Фельдшер дружески обнял его за талию и повернул к кухне.
— Ардальон Степаныч! — волнующим, увещательным голосом сказал он, — надо одеться… Когда начальство не при всех орденах, то в народе нет того уважения…
Максим Семеныч вышел за ворота и сейчас же утонул в пестрой женской толпе, жаркой и босоногой, в ночных, не очень тщательных костюмах, смеющейся, гуторящей, ахающей. Подальше от ворот, на приличном расстоянии, толпилась публика культурная, молодежь. Увидели Максима Семеныча, окружили с расспросами, засыпали словами, смехом, барышни затормошили.
— Спать — спать — спать! — отвечал Максим Семеныч, шутливо отбиваясь.
Пришел домой, разделся, лег и засмеялся.
— Чего? — подозрительно спросила Таня.
— Ничего. Завтра… А сейчас — спать!..
Но уснуть долго не мог. Волной поднималась и накрывала радость, неудержимая, глупая, мальчишеская, как бывало в детстве, когда удавалось в драке поднести сопернику ловкую бляблю, расквасить нос, дать звонкого леща. Закрывал глаза и — вставала фантастическая картинка, облитая лунным сиянием, внезапная и чудесная, как сказка. И непобедимый, цепкий беззвучный смех бежал мелкими судорогами по всему телу. Злобы не было, был смех один, радостный смех нежданной удачи.

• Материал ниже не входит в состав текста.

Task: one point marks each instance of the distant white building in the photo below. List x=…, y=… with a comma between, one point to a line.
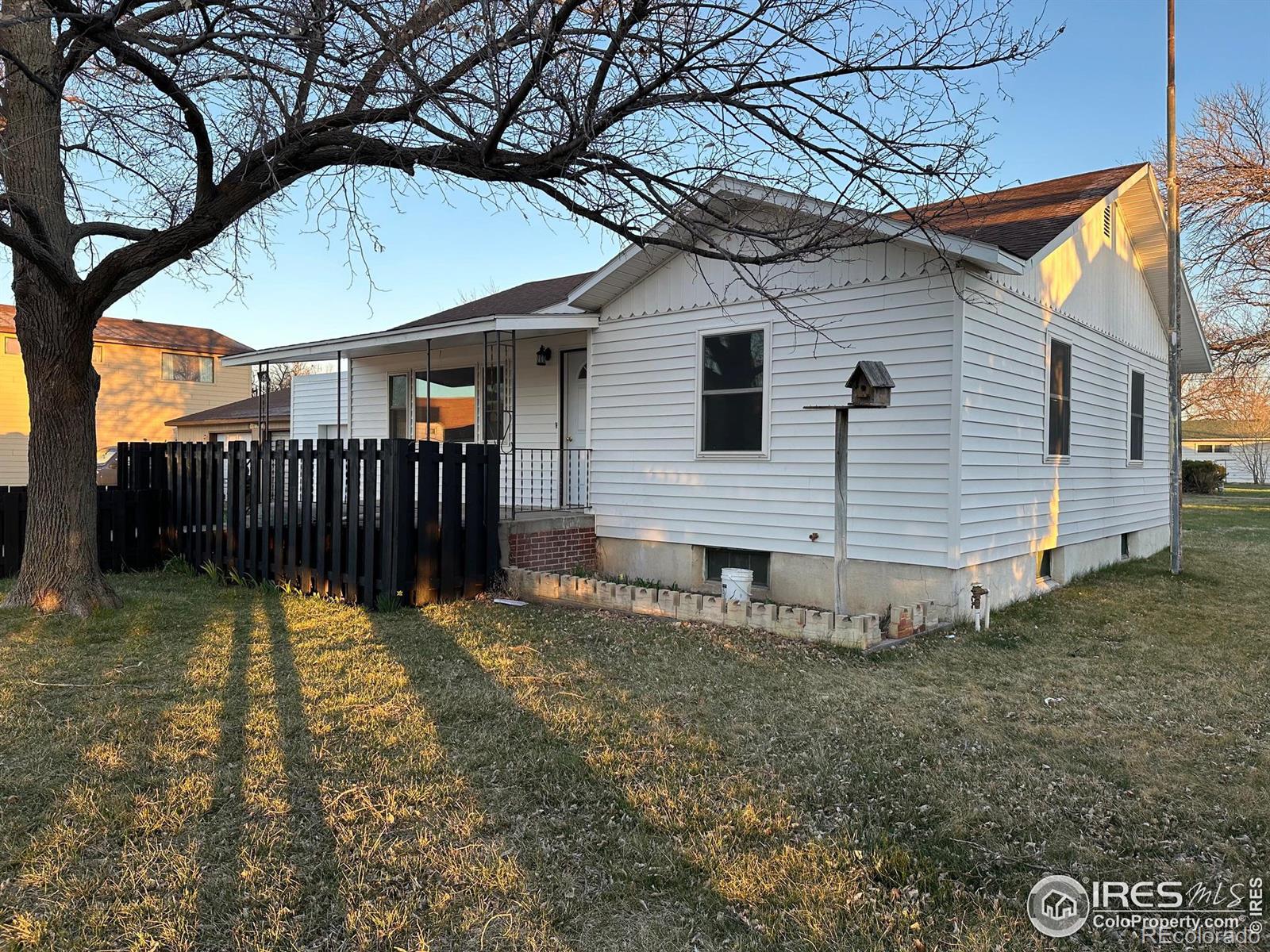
x=1221, y=442
x=667, y=404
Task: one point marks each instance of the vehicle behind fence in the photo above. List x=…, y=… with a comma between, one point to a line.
x=372, y=522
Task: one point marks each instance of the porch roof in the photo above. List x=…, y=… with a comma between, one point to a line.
x=384, y=342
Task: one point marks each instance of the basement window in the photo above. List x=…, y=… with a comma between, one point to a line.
x=721, y=559
x=1045, y=565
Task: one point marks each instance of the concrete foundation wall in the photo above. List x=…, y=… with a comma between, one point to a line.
x=874, y=587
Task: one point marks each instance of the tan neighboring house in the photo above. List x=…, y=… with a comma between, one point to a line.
x=150, y=374
x=237, y=420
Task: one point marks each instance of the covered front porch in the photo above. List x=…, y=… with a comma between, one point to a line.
x=518, y=381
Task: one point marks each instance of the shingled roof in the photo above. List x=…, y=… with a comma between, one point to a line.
x=171, y=336
x=524, y=298
x=241, y=412
x=1026, y=219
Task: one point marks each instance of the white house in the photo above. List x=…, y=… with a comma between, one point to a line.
x=666, y=405
x=1240, y=446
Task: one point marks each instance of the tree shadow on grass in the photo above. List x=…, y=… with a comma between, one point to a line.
x=267, y=861
x=609, y=876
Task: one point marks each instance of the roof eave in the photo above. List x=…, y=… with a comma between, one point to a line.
x=637, y=262
x=387, y=340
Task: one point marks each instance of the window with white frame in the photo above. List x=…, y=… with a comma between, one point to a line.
x=1137, y=410
x=399, y=406
x=1058, y=424
x=733, y=381
x=187, y=368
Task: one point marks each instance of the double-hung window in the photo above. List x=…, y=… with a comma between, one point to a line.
x=1137, y=406
x=733, y=399
x=187, y=368
x=1058, y=424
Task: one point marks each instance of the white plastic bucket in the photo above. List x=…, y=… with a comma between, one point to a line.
x=736, y=584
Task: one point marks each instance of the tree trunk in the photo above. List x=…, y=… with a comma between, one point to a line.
x=59, y=566
x=55, y=329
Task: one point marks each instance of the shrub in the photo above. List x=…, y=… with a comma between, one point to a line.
x=1202, y=476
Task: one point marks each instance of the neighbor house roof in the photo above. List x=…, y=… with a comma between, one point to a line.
x=1022, y=220
x=1214, y=429
x=241, y=412
x=137, y=333
x=530, y=298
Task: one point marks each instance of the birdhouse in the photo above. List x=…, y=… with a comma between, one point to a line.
x=870, y=385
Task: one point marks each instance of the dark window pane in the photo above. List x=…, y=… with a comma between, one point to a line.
x=733, y=361
x=1060, y=370
x=452, y=414
x=732, y=423
x=721, y=559
x=1137, y=403
x=188, y=368
x=1058, y=428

— Деспотизм!.. — вспоминался великолепный фельдшер Похлебкин, и снова душил смех. И опять малиновыми бубенчиками звенела в груди радость, светлое, ликующее чувство удовлетворения, что есть возмездие на земле, есть судный день и для деспотизма, плачет порой и пристав третьего стана… Мстить Мордальону? зачем? Пусть живет. Ушибить его великодушием — вот месть, тонкая, как жало! Видеть его каждодневно и быть живым напоминанием растерянности и страха, которые он пережил, оказавшись без орденов на глазах обывателей…
В открытое окно забегал порой бурлящий говор и смех, — молодежь бродила по улицам. Теперь она безвозбранно завладела и запретной частью слободы: была добыта свобода — не борьбой, правда, а благоприятным случаем, но… не все ли равно?..
В восемь утра пришел неожиданно доктор Арвед Германыч. Для обычного его визита было это рановато. Значит, какая-то важная миссия. Арвед Германыч сел, — пили чай на террасе, — вынул окурок сигары, закурил. Несколько минут молчал, устремив белые, замороженные глаза в одну точку, — как всегда делал, — сопел носом и размеренно чмокал губами, точно снилось ему что-то сладкое.